She froze, spun, her heart thudding against her ribs. The sound of a shuffling step
carried to her, unmistakable. Frightening. The suspicion that someone followed her shifted
to certainty.
"Hello? Who is there?" She could not help but think of the man who had stood in the
back garden, watching her window. A man she suspected had been in her room, touched
her things. The thought horrified her, terrified her. "Is anyone there?"
A thin, shallow reflection of her voice bounced back at her. Then, into the silence came
the scrape of a footstep.
Chilling tendrils wove about her heart, and her gaze darted along the hallway, pausing
at every shadow. She was
not
alone. She felt the icy certainty of that close about her chest
and squeeze tight.
She spun, looked behind her. To the right. To the left.
How far to the refectory?
Even as the question formed, she recognized her folly in allowing her distress to cloud
her thoughts.
She recognized the pattern from multitudinous episodes in her past, the episodes her
mother labeled attacks of dismay.
She was amplifying the danger, stoking the flames of her fears, feeding them with the
truth of dark memories and the distress over her present circumstance. She was
succumbing to hysteria, though the rational part of her knew her reaction was overblown.
It was early morning. There were people about. Teachers. Students. Maids. Perhaps it
was one of them she had heard, and even if it was not, even if someone
did
follow her
along this corridor, surely someone else would hear her and come if she screamed.
A sharp sigh escaped her, and she pressed the back of her hand to her forehead, angry at
herself for how far she had allowed this to devolve.

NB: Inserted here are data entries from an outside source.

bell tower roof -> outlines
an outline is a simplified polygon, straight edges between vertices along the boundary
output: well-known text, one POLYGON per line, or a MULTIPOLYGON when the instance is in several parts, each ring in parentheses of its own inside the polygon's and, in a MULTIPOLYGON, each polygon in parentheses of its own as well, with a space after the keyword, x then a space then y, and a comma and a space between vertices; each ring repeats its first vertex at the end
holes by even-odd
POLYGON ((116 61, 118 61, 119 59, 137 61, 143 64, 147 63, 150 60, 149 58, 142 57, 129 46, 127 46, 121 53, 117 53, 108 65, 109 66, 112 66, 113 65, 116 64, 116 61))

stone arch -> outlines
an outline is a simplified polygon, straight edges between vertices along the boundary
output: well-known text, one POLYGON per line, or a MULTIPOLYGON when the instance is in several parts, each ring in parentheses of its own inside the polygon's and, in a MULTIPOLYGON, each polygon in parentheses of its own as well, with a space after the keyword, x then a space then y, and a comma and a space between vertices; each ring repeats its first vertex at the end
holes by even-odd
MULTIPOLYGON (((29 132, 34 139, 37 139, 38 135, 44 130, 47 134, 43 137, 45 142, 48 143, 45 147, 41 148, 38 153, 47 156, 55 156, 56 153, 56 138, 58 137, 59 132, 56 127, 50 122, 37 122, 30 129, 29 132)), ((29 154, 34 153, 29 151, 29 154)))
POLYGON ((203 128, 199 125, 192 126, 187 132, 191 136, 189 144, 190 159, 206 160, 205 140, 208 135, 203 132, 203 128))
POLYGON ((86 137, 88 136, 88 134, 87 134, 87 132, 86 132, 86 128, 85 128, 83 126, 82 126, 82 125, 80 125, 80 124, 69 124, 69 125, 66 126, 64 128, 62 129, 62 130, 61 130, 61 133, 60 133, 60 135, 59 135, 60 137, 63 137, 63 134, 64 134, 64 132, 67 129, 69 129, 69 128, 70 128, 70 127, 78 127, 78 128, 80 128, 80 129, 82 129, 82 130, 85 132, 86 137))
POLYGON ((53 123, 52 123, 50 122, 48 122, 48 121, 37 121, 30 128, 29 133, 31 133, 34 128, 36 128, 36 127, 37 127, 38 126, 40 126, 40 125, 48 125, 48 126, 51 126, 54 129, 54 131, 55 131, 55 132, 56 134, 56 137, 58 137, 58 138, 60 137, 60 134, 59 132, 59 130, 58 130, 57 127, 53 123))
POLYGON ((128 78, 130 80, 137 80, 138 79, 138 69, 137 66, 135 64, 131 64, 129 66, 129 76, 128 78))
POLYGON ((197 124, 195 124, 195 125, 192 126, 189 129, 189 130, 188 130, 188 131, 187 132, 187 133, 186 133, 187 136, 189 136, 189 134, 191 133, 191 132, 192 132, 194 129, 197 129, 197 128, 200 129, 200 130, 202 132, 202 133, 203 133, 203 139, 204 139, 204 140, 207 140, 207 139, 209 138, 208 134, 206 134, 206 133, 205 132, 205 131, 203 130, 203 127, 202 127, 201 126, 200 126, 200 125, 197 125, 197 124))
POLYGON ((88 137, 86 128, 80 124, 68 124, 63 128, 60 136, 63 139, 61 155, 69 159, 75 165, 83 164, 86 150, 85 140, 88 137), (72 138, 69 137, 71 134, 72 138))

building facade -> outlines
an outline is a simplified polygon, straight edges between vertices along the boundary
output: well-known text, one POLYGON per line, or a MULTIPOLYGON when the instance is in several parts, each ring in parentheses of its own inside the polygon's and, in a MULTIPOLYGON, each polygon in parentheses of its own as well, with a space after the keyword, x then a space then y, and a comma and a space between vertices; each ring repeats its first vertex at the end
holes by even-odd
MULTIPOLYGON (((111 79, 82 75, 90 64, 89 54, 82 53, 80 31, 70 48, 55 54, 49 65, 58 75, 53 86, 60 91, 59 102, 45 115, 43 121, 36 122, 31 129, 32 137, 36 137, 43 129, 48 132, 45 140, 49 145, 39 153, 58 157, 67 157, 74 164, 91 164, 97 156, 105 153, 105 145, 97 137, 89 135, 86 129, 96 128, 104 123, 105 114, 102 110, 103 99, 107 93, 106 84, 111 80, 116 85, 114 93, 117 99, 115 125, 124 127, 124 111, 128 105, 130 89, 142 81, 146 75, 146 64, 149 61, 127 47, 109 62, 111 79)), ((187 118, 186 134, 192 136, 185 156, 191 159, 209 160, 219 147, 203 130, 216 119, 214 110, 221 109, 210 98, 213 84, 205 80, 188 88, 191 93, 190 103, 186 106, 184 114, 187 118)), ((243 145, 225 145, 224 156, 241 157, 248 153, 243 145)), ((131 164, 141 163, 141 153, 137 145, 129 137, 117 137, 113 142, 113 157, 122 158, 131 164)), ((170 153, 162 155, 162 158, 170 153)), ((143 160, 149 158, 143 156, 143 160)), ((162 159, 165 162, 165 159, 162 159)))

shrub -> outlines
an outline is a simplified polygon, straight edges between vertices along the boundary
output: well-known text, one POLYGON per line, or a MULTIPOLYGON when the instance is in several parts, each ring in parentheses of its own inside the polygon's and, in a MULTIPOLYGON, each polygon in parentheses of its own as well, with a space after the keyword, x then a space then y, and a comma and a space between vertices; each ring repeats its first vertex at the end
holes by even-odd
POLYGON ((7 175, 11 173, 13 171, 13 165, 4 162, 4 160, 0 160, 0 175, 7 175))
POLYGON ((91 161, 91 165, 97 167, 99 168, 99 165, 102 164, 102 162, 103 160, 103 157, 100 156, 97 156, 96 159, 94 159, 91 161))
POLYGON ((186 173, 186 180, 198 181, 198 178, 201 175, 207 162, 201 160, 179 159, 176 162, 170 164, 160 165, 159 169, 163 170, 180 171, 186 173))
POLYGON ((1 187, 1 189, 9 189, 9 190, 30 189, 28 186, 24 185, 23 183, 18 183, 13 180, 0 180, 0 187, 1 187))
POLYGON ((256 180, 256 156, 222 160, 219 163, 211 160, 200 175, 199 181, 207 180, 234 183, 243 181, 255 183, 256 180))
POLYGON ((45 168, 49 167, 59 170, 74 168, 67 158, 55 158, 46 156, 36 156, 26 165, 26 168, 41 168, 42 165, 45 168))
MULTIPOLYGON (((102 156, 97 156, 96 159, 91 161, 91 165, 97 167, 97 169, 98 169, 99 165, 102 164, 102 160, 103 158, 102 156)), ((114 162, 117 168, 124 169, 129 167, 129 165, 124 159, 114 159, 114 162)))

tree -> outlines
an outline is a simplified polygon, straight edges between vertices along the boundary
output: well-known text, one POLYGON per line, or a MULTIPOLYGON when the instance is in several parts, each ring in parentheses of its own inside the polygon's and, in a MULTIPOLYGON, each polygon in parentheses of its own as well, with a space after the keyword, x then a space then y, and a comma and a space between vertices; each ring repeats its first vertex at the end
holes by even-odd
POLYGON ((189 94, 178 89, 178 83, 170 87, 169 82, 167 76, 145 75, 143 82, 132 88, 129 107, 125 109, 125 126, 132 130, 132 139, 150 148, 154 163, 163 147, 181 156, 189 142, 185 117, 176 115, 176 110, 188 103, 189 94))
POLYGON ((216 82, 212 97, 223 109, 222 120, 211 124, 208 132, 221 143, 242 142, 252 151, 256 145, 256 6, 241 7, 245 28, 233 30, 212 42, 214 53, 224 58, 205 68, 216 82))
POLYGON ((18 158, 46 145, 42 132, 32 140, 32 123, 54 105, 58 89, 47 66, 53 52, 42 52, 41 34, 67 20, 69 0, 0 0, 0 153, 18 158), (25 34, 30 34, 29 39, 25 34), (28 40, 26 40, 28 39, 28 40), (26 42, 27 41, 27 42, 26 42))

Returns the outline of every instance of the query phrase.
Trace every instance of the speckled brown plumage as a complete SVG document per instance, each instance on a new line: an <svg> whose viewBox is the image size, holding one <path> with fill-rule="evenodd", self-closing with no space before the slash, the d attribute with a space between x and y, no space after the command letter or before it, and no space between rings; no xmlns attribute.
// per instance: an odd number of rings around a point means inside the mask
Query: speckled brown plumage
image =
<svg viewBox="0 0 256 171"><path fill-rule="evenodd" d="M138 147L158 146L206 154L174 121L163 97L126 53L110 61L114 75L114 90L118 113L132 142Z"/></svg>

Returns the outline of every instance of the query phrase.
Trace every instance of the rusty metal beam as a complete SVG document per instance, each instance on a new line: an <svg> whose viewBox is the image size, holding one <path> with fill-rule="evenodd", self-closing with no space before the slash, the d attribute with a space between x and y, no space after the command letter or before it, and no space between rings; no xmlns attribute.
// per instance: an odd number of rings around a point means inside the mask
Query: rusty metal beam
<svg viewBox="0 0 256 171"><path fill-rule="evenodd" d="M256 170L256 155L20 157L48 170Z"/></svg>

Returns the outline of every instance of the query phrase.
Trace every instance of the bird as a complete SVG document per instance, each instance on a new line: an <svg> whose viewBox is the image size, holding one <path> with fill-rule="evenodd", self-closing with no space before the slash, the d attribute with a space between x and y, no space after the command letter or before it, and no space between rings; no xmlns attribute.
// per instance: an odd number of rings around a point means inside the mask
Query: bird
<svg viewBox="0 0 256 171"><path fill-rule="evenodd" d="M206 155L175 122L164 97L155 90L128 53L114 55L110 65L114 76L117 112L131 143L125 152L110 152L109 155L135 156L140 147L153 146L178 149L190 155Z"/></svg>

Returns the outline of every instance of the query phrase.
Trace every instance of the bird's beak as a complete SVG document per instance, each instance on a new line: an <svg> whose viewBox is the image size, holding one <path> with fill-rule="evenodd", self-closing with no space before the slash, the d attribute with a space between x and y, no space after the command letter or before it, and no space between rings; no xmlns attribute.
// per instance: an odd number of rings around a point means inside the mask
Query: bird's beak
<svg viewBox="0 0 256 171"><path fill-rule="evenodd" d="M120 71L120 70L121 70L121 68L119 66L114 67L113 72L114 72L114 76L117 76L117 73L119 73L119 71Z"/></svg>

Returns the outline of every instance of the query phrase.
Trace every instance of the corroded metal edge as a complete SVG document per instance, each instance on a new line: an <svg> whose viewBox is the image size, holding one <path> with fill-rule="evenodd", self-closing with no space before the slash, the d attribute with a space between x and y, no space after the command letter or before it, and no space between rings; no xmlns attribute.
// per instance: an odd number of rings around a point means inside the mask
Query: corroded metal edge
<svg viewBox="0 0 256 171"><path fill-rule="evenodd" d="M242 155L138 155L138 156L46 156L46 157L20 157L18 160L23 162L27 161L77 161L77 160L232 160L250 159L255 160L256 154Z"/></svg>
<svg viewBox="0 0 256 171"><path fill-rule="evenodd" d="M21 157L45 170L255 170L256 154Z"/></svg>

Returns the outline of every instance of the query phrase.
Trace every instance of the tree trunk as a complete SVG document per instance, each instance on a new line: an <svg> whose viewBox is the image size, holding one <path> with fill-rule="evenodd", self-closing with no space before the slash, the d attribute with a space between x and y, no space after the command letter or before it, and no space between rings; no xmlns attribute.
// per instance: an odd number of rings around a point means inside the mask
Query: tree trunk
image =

Dropping her hand to her side, she looked about, getting her bearings. The passages and
rooms were a dim maze.
Her thoughts in turmoil, she began to walk down the corridor, her heart racing, her
heels tapping out a rapid pace. She fought the urge to glance back over her shoulder to
make certain she was alone.
Walk, dear heart. Walk faster
. And she did, her pace quickening with each step until
she was running, her hand fisted tight in her skirt, her hem held high.
A part of her recognized that she was unreasonable, her reaction extreme. She tried to
slow her gait, to measure her tread, but she felt as though her skin would burst, as though
needles and pins poked her and gouged her. Her heart twisted with a sharp and bright pain,
as though a mighty fist reached deep inside her and crushed the palpitating organ.
She tried all the tricks she had taught herself over the years: counting her breaths;
counting her steps; slowing each breath by force of will.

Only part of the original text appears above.